Cursive connectivity. Arabic is a cursive script by nature — letters within a word are connected, and their shape changes depending on their position within the word (initial, medial, final, or isolated form). A single character like ع (ʿayn) has four distinct visual forms. An OCR model trained to recognize isolated characters cannot handle Arabic; it must be trained to recognize characters in context, accounting for the connectivity and shape variation. This requires significantly more training data and model complexity than Latin character recognition.
Diacritics (tashkeel). Short vowel markers in Arabic — fatha, kasra, damma, sukun, shadda, and others — are small marks placed above or below the base letters. They are optional in most modern Arabic text (newspapers, business documents, web content) but mandatory in the Quran and educational texts for children. OCR systems that handle undiacritized text well may fail entirely on heavily diacritized text, because the marks overlap with characters in ways that confuse segmentation algorithms. Conversely, models trained on diacritized text may produce incorrect output when applied to documents without diacritics.
Right-to-left directionality with mixed content. Arabic is written right to left. Documents that mix Arabic with Latin script, numbers, URLs, or technical terms are bidirectional — some segments run left-to-right within an overall right-to-left flow. OCR systems must correctly identify the directionality of each text segment, and text reconstruction must apply the Unicode Bidirectional Algorithm correctly to produce output that reads in the intended order. Errors in directionality produce output that is technically character-correct but positionally scrambled.
Ligatures. Certain letter combinations in Arabic are rendered as a single connected glyph — the most common being the lam-alef combination (لا), which has no direct correspondence to individual character boundaries.

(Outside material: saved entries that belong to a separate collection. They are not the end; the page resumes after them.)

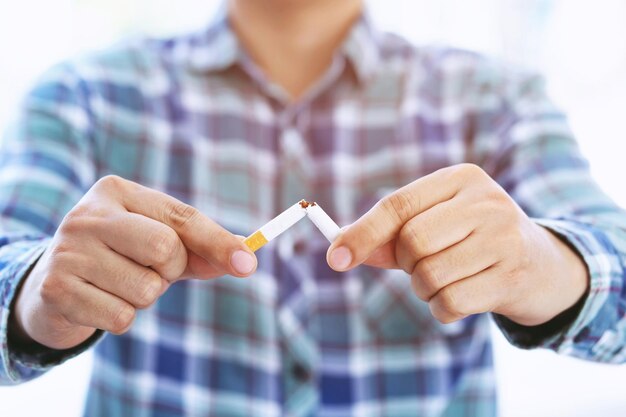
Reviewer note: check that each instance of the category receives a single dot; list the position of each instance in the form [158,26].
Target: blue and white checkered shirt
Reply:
[195,118]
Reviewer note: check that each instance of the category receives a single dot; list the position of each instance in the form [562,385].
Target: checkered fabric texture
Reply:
[195,118]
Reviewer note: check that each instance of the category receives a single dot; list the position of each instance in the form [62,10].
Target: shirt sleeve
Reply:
[535,157]
[47,163]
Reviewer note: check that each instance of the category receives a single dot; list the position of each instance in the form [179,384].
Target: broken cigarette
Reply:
[327,226]
[275,227]
[288,218]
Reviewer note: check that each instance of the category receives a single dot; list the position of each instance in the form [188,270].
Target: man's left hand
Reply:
[468,247]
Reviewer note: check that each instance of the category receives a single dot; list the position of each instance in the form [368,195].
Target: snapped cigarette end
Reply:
[275,227]
[256,241]
[324,223]
[288,218]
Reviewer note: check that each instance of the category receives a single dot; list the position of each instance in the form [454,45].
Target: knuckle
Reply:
[52,290]
[414,238]
[429,275]
[162,246]
[181,214]
[451,303]
[122,320]
[149,287]
[401,204]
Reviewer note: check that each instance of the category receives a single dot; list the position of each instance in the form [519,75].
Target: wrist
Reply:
[561,281]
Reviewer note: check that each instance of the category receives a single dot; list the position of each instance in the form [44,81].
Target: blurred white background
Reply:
[580,46]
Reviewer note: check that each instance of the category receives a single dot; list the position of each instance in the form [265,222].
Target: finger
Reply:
[92,307]
[200,234]
[147,242]
[198,267]
[474,295]
[384,257]
[465,259]
[122,277]
[432,231]
[383,222]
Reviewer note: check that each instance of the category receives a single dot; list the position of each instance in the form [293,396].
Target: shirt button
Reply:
[300,373]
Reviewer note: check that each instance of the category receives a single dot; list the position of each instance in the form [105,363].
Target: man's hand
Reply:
[468,247]
[116,251]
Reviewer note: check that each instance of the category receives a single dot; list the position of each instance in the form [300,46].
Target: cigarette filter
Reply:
[275,227]
[327,226]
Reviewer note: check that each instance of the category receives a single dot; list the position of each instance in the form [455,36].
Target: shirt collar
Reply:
[218,48]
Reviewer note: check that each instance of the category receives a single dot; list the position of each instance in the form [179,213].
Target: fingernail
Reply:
[340,258]
[243,262]
[164,286]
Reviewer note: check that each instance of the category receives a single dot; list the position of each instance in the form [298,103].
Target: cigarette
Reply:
[275,227]
[327,226]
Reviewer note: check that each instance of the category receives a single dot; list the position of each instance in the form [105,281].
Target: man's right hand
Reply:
[116,251]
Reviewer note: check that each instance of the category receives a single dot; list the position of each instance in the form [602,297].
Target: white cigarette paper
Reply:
[275,227]
[288,218]
[327,226]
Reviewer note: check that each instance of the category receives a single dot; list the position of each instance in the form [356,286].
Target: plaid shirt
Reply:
[195,118]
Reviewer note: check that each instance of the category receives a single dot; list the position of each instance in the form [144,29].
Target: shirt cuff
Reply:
[575,331]
[20,363]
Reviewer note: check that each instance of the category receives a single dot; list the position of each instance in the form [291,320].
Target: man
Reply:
[132,172]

OCR must map these ligature glyphs back to their constituent Unicode characters, which requires explicit handling in the character mapping layer.

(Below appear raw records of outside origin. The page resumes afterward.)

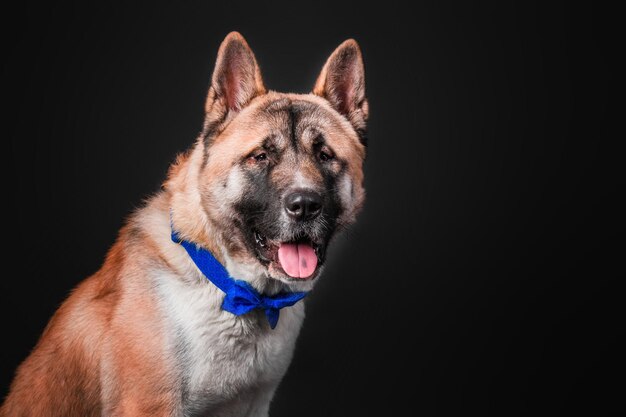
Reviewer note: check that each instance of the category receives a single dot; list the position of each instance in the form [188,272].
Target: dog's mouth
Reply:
[298,259]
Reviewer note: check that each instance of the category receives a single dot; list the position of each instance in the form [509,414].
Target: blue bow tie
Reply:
[241,297]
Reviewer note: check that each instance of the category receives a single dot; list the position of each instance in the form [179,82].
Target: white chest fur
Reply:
[227,364]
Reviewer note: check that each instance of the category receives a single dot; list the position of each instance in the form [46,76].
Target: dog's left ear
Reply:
[342,83]
[236,78]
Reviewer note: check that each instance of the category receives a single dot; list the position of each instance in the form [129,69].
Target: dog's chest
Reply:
[219,356]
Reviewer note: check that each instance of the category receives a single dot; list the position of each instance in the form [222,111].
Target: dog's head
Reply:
[279,173]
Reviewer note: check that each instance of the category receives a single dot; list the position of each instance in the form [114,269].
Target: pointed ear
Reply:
[236,78]
[342,83]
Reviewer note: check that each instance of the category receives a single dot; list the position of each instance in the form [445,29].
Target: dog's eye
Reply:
[260,157]
[326,155]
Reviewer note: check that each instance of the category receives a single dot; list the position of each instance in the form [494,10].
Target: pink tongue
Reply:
[297,259]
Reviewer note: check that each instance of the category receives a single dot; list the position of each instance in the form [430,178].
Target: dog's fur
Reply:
[145,335]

Font and style variation. Arabic typography includes a wide range of calligraphic and sans-serif styles — Naskh, Thuluth, Ruq'ah, Nastaliq — each with significant visual variation from the others. An OCR model trained primarily on Naskh (the most common in print) will perform noticeably worse on Ruq'ah (common in handwritten and informal contexts) or Nastaliq (common in Urdu and Persian typography). For historical manuscripts or archival documents, the style variation is even more pronounced.